Insane? Yes. Possible? Maybe. Fun? Definitely.
Here is a representation of what I am trying to do: https://giphy.com/gifs/tire-kNRqJCLOe6ri8/fullscreen
This concept currently only applies to interpreted languages such as Python and not to compiled languages such as C++. The very nature of interpreted languages allows us to dynamically change the code during runtime.
Furthermore, fukkatsu introduces a method to enhance ordinary functions with the power of LLMs. By decorating ordinary functions with natural language prompts, they can now dynamically adapt to unforeseen inputs.
MVP
Expand
You can find a MVP within the poc
folder. You can simply run the code via python mvp.py
. The code will simulate a failing function, which will be repaird during execution. The mvp.py code will not request a correction to an OpenAi LLM but simply ueses a mock corrected function.
Foundation
Example:
- we have a function called
my_function
which takes accepts three arguments: 'x', 'y', 'z' and returns a value calculated viax / y + z
- lets assume the function
my_function
accidentally receives the value 0 for the argument 'y' - this will cause the function to fail with a
ZeroDivisionError
becaue it was not accounted for in the original function - fukkatsu offers a second chance here via the @mvp_reanimate decorator
- the decorator will catch the error and request a correction from an OpenAi LLM such as
gpt-3.5-turbo
. - the corrected function will recieve the orignal arguments and handle the error as intended
- to get the most of the correction ability of fukkatsu, it will be paramount for the user to provide a good description of the function and its intended purpose via a well defined docstring
- fukkatsu makes sure that the LLM will receive all the necessary information to correct the function without changing its original purpose:
- Full error traceback
- original function code
- passed arguments
@mvp_reanimate
def my_function(x, y, z):
"""
function to divide x by y and add to the result z.
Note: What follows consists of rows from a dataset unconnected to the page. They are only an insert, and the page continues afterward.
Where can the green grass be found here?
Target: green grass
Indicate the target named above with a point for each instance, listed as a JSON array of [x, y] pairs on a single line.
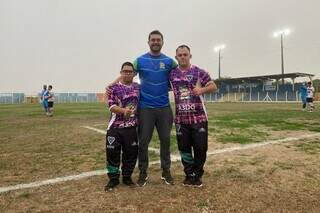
[[33, 146]]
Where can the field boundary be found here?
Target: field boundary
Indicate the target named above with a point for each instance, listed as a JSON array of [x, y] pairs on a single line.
[[174, 158]]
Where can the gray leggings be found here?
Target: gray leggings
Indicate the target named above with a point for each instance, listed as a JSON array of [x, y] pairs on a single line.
[[162, 119]]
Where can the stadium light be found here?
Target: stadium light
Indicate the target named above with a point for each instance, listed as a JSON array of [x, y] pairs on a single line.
[[282, 33], [218, 49]]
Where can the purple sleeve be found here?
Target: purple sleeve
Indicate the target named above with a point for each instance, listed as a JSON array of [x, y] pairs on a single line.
[[204, 78], [112, 99]]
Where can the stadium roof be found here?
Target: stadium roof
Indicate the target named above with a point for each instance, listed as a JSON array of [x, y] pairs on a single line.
[[255, 79]]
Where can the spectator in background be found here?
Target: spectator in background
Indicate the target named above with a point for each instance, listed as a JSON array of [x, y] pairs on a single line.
[[303, 95], [310, 92], [50, 99], [44, 101]]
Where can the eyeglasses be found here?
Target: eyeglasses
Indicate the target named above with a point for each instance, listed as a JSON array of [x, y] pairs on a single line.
[[184, 54]]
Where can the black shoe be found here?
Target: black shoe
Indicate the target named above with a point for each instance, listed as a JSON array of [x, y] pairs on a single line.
[[188, 181], [127, 181], [143, 178], [166, 176], [197, 182], [111, 184]]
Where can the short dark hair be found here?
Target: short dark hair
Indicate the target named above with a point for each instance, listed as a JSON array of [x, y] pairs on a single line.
[[155, 32], [127, 64], [183, 46]]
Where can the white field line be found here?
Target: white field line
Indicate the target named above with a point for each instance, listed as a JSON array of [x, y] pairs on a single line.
[[104, 132], [173, 158], [255, 145], [95, 129]]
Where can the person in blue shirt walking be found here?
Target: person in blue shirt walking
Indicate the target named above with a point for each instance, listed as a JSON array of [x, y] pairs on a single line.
[[44, 101], [154, 68], [303, 95]]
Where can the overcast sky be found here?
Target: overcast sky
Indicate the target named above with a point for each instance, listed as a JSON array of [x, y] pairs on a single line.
[[79, 45]]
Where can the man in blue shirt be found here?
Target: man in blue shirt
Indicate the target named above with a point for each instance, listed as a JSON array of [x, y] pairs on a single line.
[[154, 107]]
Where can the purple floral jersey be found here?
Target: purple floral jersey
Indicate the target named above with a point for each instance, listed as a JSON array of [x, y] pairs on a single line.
[[190, 108], [124, 96]]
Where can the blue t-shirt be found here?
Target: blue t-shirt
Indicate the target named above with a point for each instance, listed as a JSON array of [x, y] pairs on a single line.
[[154, 79]]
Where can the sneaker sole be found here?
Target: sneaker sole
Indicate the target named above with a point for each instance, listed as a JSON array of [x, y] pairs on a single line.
[[166, 182], [145, 183]]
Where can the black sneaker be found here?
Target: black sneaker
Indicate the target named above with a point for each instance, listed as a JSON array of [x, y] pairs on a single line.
[[188, 181], [197, 182], [111, 184], [166, 176], [127, 181], [143, 178]]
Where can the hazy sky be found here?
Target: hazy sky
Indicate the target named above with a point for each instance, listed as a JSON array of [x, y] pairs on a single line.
[[79, 45]]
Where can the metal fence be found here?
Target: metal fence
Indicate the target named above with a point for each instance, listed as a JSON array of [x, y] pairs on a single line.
[[11, 98], [76, 97], [275, 96], [294, 96]]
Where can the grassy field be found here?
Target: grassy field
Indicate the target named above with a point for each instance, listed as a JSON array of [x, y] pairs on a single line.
[[283, 177]]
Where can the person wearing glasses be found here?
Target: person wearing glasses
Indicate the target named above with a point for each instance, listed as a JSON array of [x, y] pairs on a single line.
[[122, 129]]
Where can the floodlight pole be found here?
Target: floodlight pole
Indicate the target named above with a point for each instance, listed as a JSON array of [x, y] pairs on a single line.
[[219, 63], [282, 60]]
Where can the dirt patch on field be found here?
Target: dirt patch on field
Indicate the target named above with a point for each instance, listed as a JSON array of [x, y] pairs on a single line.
[[275, 178]]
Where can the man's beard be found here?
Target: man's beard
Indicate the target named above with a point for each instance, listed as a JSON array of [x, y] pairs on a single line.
[[156, 48]]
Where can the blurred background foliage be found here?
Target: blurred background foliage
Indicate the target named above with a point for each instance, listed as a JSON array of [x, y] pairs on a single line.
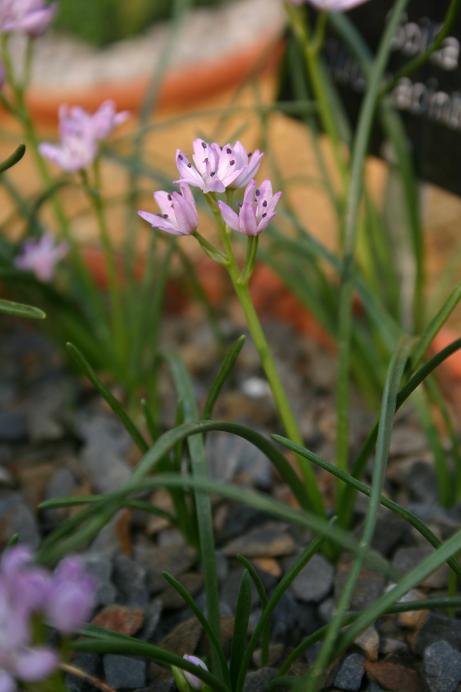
[[101, 22]]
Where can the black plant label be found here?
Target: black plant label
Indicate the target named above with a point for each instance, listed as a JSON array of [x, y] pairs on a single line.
[[428, 99]]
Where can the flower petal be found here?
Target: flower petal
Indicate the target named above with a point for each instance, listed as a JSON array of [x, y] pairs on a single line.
[[229, 216]]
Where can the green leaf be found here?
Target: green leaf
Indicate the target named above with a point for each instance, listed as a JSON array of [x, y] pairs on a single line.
[[8, 307], [115, 405], [12, 160], [241, 621], [128, 646], [365, 489], [190, 601], [222, 375]]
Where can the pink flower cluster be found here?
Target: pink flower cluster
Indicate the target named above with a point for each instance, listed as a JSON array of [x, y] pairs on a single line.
[[215, 169], [331, 5], [81, 133], [40, 257], [32, 17], [64, 599]]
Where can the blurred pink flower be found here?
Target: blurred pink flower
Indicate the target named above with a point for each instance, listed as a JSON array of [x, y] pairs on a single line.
[[256, 212], [41, 256], [330, 5], [81, 133], [217, 168], [70, 597], [29, 16], [178, 212], [192, 679], [27, 590]]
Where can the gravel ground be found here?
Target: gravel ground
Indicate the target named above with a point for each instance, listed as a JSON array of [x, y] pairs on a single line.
[[62, 62], [57, 438]]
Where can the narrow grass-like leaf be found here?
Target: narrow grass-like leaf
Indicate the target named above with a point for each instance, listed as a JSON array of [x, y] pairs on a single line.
[[222, 375], [241, 621], [262, 593], [9, 307], [134, 647], [405, 607], [347, 501], [269, 607], [190, 601], [409, 581], [435, 325], [365, 489], [203, 509], [12, 160], [128, 423], [391, 389]]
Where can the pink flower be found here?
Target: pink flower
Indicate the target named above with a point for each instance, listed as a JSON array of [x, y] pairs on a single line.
[[41, 256], [178, 212], [65, 599], [71, 596], [81, 133], [193, 680], [256, 212], [217, 168], [330, 5], [29, 16]]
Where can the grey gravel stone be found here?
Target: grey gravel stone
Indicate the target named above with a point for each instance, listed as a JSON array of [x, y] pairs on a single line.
[[439, 627], [442, 667], [315, 581], [104, 451], [13, 427], [87, 662], [129, 578], [100, 568], [124, 672], [350, 673], [258, 681]]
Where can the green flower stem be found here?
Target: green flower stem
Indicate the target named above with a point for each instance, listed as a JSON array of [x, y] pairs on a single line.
[[118, 322], [240, 282], [311, 47], [354, 195]]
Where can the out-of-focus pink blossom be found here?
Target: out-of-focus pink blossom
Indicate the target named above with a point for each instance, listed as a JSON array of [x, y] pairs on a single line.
[[331, 5], [70, 596], [81, 132], [178, 212], [256, 212], [32, 17], [192, 679], [26, 591], [41, 256]]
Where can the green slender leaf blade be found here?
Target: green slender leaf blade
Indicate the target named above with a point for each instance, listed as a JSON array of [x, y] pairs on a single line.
[[12, 160], [222, 375], [241, 620], [9, 307]]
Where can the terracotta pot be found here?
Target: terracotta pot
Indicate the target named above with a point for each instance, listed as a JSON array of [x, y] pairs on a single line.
[[182, 87], [273, 299]]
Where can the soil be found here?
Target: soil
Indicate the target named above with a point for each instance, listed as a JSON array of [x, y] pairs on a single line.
[[57, 438]]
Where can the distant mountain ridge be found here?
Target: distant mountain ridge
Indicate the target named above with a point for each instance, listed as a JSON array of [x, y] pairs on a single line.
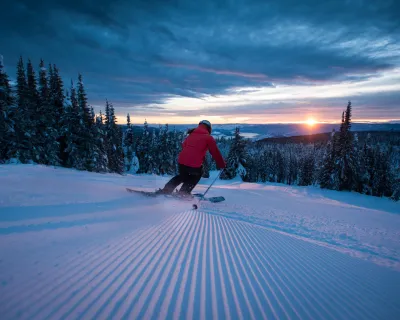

Should return z if y is 0.
"""
result = x / y + z
return result
print(my_function(x = 1, y = 0, z= 2)) # would fail, but is corrected and returns 2
print(my_function(x = 2, y = 0, z= 10)) # would fail, but is corrected and returns 10
print(my_function(x = 9, y = 1, z= 2) + 10 ) # would not fail, returns 21.0
Please note, the example in the above is trivial however LLMs such as gpt-3.5-turbo
are able to correct more complex functions. Once the library is more mature, more experiments and examples will show if such a use case for LLMs is worthwhile.
Extra life
Here is again a representation of what I am trying to achieve: https://media.tenor.com/r5nBe8Ft6yEAAAAC/ready-player-one-extra-life.gif
The code mvp code offers now the concept of extra lives
. The idea of extra lives is to allow the user to define, per function, how often a LLM should attempt to fix errors. This will allow LLMs to futher explore other paths of fixing the code at runtime however it will also make sure to bound the runtime of the LLM.
Example:
@mvp_reanimate(lives=2)
def my_function(x, y, z):
"""
function to divide x by y and add to the result z. Should return z if y is 0.
"""
result = x / y + z
return result
The above example will allow the LLM to attempt to fix the function twice. If the LLM fails to fix the function after two attempts, a flatline error
will be raised which indicates that the LLM was not able to fix the function during runtime.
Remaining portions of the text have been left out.